When Raquel and I get together, we often talk about Beverly Goldberg. If you ever have seen the show “The Goldbergs” you will understand why Beverly is our favorite television mother of teenagers.

Beverly is a fierce advocate for her three children. Some say she goes too far, but it’s all a matter of perspective.

Beverly will go to great lengths to keep her children from growing up too fast. In one episode, she teaches her daughter crazy SAT vocabulary words to keep her daughter from going to college far away.

Beverly will guilt her children into spending time with her. In one of Raquel’s favorite episodes called “Hershey Park,” Beverly wants to go on a field trip with her son, but he refuses to let her come along. Beverly writes her son an eight-page, double-sided guilt letter. She then holds a master class and teaches other parents how to write guilt letters to get their kids to spend more time with them. “What I’m about to show you is the most powerful weapon in a mother’s arsenal,” she tells the parents, “the guilt letter.” They, of course, think Beverly is a genius.

By her own admission, Beverly considers herself a smother ( a suffocating mother) or a “professional guilter.” She is the original helicopter mom, hovering over her three children in the most unthinkable and hilarious ways.

As a mother of teenagers, Beverly is at the point in her life when she should be letting go, but she CAN’T. She sees that her teens are growing up and she wants them to need her like they did when they were little. As a mom of teens, I can BIG TIME relate to that. Beverly wants hugs and snuggles and affection. But as her kids grow up, they are increasingly less thrilled about it, which is a part of raising teenagers that often blindsides us. Who hasn’t gone in for the hug only to have their teen make a quick escape out of the car?

The Mother’s Day episode in Season 6 is a real tear-jerker and another one of our favorites. Son Adam is so fed up with Beverly’s that he tells her he hates her. She responds that she is done being his mother. By the end of the episode, Adam tries to make up and explains that he hates that she’s a nudge, but he loves that she supports everything he does. “You might be done being my mother,” he says. “But I will never be done being your son.” Beverly finally admits to him. “Let’s be honest, I couldn’t be done even if I wanted to.”

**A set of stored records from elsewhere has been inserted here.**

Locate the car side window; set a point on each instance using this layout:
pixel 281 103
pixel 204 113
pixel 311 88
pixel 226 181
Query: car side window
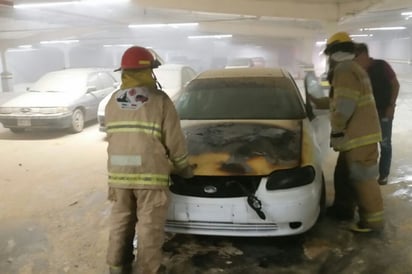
pixel 94 81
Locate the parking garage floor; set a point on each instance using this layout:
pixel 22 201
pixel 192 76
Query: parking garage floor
pixel 54 216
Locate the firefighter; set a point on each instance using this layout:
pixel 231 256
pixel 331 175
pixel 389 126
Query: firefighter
pixel 355 135
pixel 145 145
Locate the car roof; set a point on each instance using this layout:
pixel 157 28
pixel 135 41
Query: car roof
pixel 243 72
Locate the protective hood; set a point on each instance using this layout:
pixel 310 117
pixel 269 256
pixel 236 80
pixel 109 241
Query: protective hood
pixel 243 148
pixel 138 78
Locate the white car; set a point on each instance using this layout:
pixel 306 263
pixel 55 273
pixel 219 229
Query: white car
pixel 172 78
pixel 63 99
pixel 256 156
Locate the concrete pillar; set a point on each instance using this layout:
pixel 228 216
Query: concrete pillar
pixel 6 77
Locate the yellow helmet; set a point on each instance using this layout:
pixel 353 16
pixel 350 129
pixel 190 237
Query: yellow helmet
pixel 335 39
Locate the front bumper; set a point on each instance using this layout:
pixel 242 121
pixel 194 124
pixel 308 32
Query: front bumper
pixel 57 121
pixel 288 212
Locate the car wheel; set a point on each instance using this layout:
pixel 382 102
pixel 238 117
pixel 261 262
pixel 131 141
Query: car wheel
pixel 17 130
pixel 77 121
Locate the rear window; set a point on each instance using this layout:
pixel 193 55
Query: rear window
pixel 240 98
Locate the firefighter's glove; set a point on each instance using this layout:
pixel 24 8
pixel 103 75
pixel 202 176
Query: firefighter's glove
pixel 187 172
pixel 336 140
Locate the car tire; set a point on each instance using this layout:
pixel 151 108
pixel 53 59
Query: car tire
pixel 17 130
pixel 77 124
pixel 322 201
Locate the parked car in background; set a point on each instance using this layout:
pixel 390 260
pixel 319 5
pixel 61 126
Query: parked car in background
pixel 172 78
pixel 58 100
pixel 256 157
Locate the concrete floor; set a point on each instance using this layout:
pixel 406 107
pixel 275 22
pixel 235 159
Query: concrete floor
pixel 54 216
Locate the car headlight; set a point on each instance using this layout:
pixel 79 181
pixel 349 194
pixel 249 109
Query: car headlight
pixel 53 110
pixel 289 178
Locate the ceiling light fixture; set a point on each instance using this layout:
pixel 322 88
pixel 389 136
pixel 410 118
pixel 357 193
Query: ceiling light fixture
pixel 383 28
pixel 361 35
pixel 118 45
pixel 59 42
pixel 160 25
pixel 218 36
pixel 43 4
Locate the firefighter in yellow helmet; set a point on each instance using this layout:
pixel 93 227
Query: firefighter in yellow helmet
pixel 355 134
pixel 145 145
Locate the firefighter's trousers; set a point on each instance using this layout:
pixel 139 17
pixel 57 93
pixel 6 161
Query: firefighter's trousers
pixel 147 208
pixel 356 185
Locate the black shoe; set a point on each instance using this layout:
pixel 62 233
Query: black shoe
pixel 340 214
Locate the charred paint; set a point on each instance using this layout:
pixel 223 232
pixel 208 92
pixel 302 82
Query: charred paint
pixel 229 148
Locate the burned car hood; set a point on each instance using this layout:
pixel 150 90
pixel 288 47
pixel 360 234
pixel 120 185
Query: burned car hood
pixel 227 148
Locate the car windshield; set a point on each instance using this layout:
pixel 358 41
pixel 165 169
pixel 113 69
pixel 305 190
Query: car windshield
pixel 240 98
pixel 168 78
pixel 61 81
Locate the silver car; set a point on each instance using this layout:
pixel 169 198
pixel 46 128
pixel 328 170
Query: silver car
pixel 64 99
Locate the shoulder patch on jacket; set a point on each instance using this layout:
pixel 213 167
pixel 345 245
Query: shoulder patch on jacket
pixel 132 98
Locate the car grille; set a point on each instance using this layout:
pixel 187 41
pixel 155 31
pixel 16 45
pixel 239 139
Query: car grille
pixel 215 186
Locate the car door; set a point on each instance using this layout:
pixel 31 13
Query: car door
pixel 100 84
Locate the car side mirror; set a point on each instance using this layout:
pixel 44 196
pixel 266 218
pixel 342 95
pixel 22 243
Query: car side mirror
pixel 91 89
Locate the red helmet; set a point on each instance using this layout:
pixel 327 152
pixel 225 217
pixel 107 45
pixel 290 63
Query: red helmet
pixel 138 58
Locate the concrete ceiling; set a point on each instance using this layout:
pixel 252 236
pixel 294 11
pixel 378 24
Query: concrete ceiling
pixel 102 21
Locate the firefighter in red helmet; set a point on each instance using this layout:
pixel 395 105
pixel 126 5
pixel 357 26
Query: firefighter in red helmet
pixel 145 145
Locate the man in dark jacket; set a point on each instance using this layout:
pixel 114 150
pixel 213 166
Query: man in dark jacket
pixel 385 88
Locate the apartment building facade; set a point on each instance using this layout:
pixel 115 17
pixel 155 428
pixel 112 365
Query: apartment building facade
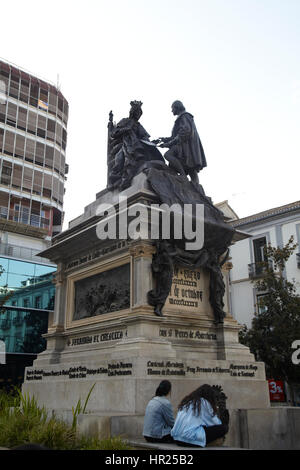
pixel 33 139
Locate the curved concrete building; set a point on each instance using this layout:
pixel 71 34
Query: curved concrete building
pixel 33 137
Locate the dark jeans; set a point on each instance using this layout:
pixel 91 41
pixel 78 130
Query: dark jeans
pixel 212 433
pixel 167 438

What is so great about The Goldbergs is that it is based on a real-life family. At the end of each episode, they do a short interview with the real Beverly or her kids. In real life, Adam, her son, is the show’s creator and producer.

The Goldbergs takes place in the 1980s, the time when most of us parents were teenagers. That was the decade when big hairdos were popular and pay phones still existed. Yet, the themes of motherhood transcend the decades.

Raquel and I started thinking about what Beverly would do if she was a parent of teenagers in 2019.

“Just imagine if Beverly Goldberg had an iPhone…she would be lethal.”


We decided if Beverly was a mother of teens today she DEFINITELY would stalk them on social media. That’s a given, right? She also would probably stalk her kids’ friends, and comment on or “like” their posts.

There is no doubt Beverly would have a tracker app on her phone, to know where her teens were at all times. Yep, Life360 would be her best friend. Of course, Beverly would text message her kids throughout the day and use lots of emojis.

Beverly often goes too far to get her kids what they want — a part in a play, a job. While her kids find her antics embarrassing, she does everything from a place of love and they know it. Some of her tactics to strong arm a teacher or coach would be considered bullying today — and probably lead to a restraining order or ban from school property.

As mothers, Raquel and I understand the sentiment that drives Beverly Goldberg, and in her own outrageous way, she represents the unconditional love we all have for our kids. It’s not easy to watch our babies become teenagers and then become young adults who don’t need their mommies the way the once did. We all want to hold on just a little longer.

Yes, Beverly Goldberg is a our favorite television mother of teenagers. While she sometimes makes us cringe with her over-the-top smothering, she has survived the teen years and makes her real life appearances at the end of the episodes to let us know it will all work out okay. Her message is clear… we will survive and one day we will laugh about it.